Seeds of growth: Cyber school unveils ag facility, plans tech, health care centers
Maurice “Reese” Flurie III doesn't spend much time worrying about enrollment growth or graduation rates.
The CEO of Harrisburg-based Commonwealth Charter Academy — which has grown to 9,200 students statewide from about 3,000 a decade ago — said his primary focus is preparing high school students for future careers.
If the 15-year-old cyber charter school does that, he believes, more students will come.
The school’s career-minded focus led recently to the development of AgWorks, the first of three high school educational programs that the school plans to launch for students in Pennsylvania to get hands-on experience in various careers. AgWorks is tailored to career training for students interested in agriculture and environmental science professions.
AgWorks, which opened Dec. 11, is a living laboratory with the largest known public educational aquaponics facility in the country. It is located in the old atrium of the former PSECU headquarters on Cameron Street.

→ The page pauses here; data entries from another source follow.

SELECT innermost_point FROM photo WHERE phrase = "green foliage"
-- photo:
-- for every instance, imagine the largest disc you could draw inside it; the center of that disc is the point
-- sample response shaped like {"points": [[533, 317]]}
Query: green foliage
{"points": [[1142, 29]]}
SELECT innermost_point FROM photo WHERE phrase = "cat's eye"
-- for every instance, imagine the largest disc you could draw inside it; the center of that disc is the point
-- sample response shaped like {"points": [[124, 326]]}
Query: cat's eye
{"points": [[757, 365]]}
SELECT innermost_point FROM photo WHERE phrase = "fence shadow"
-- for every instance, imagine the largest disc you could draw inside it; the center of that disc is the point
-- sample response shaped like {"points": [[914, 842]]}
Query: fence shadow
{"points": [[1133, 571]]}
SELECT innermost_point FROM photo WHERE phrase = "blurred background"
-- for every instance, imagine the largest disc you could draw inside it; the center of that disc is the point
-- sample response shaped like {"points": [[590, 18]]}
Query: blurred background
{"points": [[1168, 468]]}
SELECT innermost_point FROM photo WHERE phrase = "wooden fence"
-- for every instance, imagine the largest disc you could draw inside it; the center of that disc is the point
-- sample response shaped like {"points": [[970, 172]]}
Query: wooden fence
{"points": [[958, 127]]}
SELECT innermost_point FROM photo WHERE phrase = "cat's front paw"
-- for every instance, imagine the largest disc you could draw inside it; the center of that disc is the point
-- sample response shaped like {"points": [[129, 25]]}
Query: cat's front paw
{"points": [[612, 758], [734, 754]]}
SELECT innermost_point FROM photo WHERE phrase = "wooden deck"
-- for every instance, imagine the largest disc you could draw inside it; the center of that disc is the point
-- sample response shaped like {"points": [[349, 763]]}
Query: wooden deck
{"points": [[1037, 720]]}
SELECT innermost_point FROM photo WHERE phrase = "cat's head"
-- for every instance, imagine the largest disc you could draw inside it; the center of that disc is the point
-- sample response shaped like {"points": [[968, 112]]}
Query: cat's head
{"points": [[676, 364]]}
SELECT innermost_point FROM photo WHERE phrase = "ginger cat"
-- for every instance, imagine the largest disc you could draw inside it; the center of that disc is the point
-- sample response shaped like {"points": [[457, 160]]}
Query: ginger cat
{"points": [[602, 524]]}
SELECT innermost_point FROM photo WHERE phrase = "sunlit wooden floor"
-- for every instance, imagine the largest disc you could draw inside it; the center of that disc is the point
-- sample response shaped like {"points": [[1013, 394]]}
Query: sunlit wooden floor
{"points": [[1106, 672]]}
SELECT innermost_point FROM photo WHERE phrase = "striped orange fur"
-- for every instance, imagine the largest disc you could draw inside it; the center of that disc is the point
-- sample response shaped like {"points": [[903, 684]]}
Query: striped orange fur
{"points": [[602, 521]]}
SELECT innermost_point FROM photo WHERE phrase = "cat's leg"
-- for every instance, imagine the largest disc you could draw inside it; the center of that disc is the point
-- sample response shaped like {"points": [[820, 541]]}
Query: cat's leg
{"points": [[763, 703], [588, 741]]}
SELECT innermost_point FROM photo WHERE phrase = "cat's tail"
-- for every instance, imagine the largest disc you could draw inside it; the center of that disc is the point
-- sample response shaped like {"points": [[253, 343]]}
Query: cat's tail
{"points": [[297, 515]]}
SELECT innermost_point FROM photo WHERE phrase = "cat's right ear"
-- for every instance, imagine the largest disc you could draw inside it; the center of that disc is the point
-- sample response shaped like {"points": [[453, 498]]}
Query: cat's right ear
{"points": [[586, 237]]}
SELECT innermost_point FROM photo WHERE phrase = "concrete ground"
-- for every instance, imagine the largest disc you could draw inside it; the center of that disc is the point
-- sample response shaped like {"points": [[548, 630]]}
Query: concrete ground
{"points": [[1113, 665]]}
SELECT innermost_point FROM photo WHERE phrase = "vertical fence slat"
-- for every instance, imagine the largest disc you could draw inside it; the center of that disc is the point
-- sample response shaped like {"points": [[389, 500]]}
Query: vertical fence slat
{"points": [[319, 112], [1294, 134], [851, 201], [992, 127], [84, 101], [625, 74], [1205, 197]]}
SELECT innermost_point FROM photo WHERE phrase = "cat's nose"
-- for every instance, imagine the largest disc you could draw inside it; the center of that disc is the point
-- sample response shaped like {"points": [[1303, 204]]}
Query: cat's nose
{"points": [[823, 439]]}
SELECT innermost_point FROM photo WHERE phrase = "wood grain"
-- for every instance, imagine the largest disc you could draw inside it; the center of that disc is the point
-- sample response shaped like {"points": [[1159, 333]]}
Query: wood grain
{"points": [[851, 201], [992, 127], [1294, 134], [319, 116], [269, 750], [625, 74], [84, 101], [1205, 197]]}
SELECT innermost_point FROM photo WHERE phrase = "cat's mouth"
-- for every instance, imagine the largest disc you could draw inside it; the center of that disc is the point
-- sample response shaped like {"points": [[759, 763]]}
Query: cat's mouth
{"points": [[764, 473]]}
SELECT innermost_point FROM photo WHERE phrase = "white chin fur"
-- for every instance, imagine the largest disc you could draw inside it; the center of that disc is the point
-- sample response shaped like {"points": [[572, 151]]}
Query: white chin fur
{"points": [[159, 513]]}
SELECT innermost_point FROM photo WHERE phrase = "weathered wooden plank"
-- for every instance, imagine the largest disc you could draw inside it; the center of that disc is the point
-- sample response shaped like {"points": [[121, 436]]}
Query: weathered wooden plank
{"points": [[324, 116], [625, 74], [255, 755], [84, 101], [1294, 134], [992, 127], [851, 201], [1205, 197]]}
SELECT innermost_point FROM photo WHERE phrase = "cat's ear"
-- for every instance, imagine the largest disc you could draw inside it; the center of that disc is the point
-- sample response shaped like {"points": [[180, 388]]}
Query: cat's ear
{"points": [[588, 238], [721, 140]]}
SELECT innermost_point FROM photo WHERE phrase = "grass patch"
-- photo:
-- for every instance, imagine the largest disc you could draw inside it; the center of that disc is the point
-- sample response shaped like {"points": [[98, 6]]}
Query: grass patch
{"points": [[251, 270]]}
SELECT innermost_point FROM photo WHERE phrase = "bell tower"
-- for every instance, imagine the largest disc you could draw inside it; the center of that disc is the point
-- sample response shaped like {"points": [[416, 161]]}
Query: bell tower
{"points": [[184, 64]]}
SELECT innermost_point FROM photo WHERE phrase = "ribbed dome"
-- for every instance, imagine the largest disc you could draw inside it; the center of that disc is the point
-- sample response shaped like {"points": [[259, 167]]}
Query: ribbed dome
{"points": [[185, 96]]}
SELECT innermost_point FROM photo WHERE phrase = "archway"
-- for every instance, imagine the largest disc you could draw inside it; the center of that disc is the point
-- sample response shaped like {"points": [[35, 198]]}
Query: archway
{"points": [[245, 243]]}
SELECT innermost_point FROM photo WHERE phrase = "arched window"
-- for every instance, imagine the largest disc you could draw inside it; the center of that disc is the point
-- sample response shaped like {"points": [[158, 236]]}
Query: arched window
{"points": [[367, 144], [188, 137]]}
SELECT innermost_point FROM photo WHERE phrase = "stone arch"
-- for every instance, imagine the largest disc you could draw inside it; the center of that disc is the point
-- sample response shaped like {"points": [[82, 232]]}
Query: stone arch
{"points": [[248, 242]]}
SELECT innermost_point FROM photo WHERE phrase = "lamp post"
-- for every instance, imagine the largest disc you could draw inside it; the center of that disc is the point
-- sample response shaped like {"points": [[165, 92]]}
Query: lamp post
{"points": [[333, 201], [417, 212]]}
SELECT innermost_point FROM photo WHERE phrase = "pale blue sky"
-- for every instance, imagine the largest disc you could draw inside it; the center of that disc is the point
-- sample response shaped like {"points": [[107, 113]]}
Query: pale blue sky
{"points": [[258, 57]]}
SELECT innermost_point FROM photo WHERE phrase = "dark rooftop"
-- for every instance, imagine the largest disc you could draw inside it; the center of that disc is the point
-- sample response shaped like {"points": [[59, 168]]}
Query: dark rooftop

Commonwealth bought the 180,000-square-foot building next to the state Farm Show complex for $5 million in 2016, and has spent about $12 million renovating the facility to be its home base.
The 6,100-square-foot AgWorks center was funded by a federal grant and designed by Harrisburg-based Integrated Agriculture Systems, or INTAG Systems. It uses fish waste and water to fertilize vegetables, plants and trees in climate-controlled spaces.
There is no dirt and no pesticides, and the system is designed to treat and re-use its water.
School officials see AgWorks — a research facility that can grow about 3,000 plants and trees and house more than 400 tilapia, koi and prawn — as a hands-on laboratory experience for students interested in agricultural careers, or other science and engineering fields.
"We want to partner with employers and meet labor demands," said Tom Longenecker, the school's COO.
The school has other sectors in its sights besides agriculture, officials said.
CCA is currently exploring two other educational centers it wants to build that would be centered around specialized training for students who aspire to work in medical and technology-related careers.
Those facilities would be called MedWorks and TechWorks. CCA wants to buy buildings in the Philadelphia and Pittsburgh areas for those centers.
Longenecker said the goal is to start building at least one within the next year, but the timing will depend on what real estate is available in the school’s target markets.
Officials said the school probably needs about 100,000 square feet of space in each market. The focus, Flurie said, will be buying an existing building and renovating it for the new centers.
Flurie said the school has had preliminary discussions with employers in health care and tech in those markets. He believes CCA can play a vital role in helping to train the next generation of medical researchers and lab specialists, as well as provide early training for robotics professionals and drone pilots.
“We want to have students prepared for those job sectors,” Flurie said.
As it does with its Harrisburg facility, CCA plans to make the new centers open to the public and other schools that want to use them for field trips. And if they want, employers can lease space in the buildings to partner with the school on internship and mentorship opportunities for CCA students.
In Harrisburg, CCA has about 40,000 square feet of space available to lease, which helps generate revenue for the school. Officials also expect some future revenue from the student ventures at AgWorks and the other programs in the pipeline.
“We want students to help run them like a business,” Flurie said.
The AgWorks facility is primarily for student research. But it also is producing some food for a handful of local restaurants and the Central Pennsylvania Food Bank. For now, the food is being donated.
As the AgWorks program expands this winter, Flurie said, the plan is for students to work more closely with local restaurants on supply chain and grow more food for the restaurants.
AgWorks can grow tomatoes, lettuce, cucumbers, herbs and microgreens, among other produce, as well as tilapia. The facility also is raising koi fish that it plans to sell to landscapers, and it may eventually add prawn, catfish and sturgeon.
Sales from AgWorks are not going to be a “budget balancer” for the school, Flurie said. The goal is to help students understand real-world commercial settings and offset some research costs for the school.
“Students are building that modeling now for production,” he said. “Right now we’re giving (food) away to restaurants and the food banks as they start to learn. The experts will help us price it appropriately. Our students then have to do the production and figure out pricing and how much we can produce.”